Normally the deadline for completing the DSPT each year is the 31st of March, however this year, due to the ongoing impact of the COVID-19 pandemic, it has been pushed back to the 30th of June.


Caldicott Guardians

Every NHS organisation is now required to appoint a Caldicott Guardian to ensure compliance with the “Caldicott principles” when using patient data.  Whilst not currently mandatory for social care providers and other suppliers who hold patient data to have a Guardian, it is always necessary that they understand and manage data using these principles. 


Caldicott Guardians were introduced after the report by Dame Fiona Caldicott’s Committee on the Review of Patient-Identifiable Information published in 1997. Whilst originally there were only six principles, there are now eight.

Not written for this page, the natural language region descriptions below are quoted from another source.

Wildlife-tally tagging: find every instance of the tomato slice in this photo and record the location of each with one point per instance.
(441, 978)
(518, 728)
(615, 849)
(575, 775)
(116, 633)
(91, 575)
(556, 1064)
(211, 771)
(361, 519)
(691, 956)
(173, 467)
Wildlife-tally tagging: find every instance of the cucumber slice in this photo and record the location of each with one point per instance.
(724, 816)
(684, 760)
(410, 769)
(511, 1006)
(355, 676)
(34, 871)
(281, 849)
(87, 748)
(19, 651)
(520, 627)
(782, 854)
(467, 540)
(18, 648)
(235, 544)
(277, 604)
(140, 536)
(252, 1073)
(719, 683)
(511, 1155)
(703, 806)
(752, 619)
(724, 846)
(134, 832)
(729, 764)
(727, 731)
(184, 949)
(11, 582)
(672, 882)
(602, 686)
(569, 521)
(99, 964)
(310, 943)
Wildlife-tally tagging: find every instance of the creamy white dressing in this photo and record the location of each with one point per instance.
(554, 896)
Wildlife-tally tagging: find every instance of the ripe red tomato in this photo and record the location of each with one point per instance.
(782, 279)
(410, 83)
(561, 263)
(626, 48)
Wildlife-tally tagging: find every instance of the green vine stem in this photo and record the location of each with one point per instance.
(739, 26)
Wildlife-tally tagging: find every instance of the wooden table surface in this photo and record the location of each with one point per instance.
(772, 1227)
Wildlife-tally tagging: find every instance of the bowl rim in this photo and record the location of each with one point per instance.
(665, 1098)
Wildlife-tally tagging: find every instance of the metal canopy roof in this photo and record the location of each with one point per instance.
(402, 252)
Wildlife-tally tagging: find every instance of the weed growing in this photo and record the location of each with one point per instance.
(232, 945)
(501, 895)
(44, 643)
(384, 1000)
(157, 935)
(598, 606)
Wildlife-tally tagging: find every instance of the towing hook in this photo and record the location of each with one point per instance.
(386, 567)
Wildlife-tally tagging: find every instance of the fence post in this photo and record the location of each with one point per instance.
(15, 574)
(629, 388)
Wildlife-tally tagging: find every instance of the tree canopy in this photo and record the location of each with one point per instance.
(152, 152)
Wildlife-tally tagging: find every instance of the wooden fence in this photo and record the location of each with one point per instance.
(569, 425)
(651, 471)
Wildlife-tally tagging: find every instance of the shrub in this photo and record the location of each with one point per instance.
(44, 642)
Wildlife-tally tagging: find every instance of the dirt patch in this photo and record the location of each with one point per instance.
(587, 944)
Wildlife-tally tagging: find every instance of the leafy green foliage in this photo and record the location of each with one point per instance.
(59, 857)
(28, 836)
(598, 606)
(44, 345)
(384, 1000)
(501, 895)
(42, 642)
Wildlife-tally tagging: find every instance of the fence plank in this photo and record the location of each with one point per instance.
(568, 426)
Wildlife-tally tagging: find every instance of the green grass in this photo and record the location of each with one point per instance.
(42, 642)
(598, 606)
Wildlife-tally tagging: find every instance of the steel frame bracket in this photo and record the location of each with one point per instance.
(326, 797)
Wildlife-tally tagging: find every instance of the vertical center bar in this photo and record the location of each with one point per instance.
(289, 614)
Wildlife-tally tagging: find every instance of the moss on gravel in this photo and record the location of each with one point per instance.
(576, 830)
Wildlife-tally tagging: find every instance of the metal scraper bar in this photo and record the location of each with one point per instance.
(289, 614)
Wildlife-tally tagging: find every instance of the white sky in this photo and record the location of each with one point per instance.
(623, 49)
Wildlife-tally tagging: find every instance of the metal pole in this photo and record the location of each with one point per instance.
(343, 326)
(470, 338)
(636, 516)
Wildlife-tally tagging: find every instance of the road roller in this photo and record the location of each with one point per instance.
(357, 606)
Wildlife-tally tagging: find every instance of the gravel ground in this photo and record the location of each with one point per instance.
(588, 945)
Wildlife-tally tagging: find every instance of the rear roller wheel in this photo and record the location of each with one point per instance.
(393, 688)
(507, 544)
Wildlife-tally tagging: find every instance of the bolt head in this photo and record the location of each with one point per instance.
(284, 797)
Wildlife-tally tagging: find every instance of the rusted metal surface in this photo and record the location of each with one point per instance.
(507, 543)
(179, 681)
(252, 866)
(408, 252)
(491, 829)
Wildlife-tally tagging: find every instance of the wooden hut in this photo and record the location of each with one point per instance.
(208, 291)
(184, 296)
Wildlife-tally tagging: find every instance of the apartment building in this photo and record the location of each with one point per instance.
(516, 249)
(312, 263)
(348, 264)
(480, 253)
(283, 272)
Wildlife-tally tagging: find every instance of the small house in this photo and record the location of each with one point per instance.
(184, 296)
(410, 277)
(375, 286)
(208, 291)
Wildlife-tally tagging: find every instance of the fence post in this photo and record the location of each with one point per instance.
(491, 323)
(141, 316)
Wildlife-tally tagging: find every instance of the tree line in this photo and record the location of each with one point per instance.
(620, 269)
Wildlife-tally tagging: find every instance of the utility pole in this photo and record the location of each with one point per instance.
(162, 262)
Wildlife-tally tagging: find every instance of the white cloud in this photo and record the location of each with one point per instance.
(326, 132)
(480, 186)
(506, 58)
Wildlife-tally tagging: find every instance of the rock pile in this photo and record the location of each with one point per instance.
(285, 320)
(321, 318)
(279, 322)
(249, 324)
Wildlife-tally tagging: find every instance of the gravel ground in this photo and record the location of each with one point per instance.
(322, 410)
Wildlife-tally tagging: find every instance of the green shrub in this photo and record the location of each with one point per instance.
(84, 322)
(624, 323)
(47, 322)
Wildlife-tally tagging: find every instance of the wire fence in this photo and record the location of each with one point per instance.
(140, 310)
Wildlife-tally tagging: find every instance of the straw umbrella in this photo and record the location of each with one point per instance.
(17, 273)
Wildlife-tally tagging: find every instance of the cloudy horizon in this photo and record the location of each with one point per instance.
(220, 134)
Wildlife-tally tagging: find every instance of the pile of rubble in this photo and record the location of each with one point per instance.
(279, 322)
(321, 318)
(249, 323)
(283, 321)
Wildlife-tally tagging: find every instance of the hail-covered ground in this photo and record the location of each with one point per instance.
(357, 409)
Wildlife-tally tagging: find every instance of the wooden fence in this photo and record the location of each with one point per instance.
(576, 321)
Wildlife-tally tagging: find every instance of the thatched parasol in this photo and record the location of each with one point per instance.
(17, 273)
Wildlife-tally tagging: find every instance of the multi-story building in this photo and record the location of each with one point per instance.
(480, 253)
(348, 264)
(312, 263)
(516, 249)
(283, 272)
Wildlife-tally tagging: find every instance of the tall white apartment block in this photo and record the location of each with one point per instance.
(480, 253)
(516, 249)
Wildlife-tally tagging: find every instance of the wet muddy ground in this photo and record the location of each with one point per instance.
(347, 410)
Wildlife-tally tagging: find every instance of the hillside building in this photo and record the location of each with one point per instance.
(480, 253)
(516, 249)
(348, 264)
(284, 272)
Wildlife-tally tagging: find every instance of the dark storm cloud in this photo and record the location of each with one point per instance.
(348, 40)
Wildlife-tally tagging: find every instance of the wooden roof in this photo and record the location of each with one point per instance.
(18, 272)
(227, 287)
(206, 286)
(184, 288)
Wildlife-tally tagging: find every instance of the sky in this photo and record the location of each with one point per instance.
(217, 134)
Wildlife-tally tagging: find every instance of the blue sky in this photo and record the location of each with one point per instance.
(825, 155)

Although both the GDPR and the Caldicott principles share many of the same ideas, the seventh principle “the duty to share information can be as important as the duty to protect patient confidentiality” conflicts with the GDPR which sees patient confidentiality as paramount. Therefore, it is not advised that an organisation’s DPO also take on the role of Caldicott Guardian due to the potential for conflicts of interest to arise. To mitigate this, organisations may want to consider outsourcing one, or both, of these roles.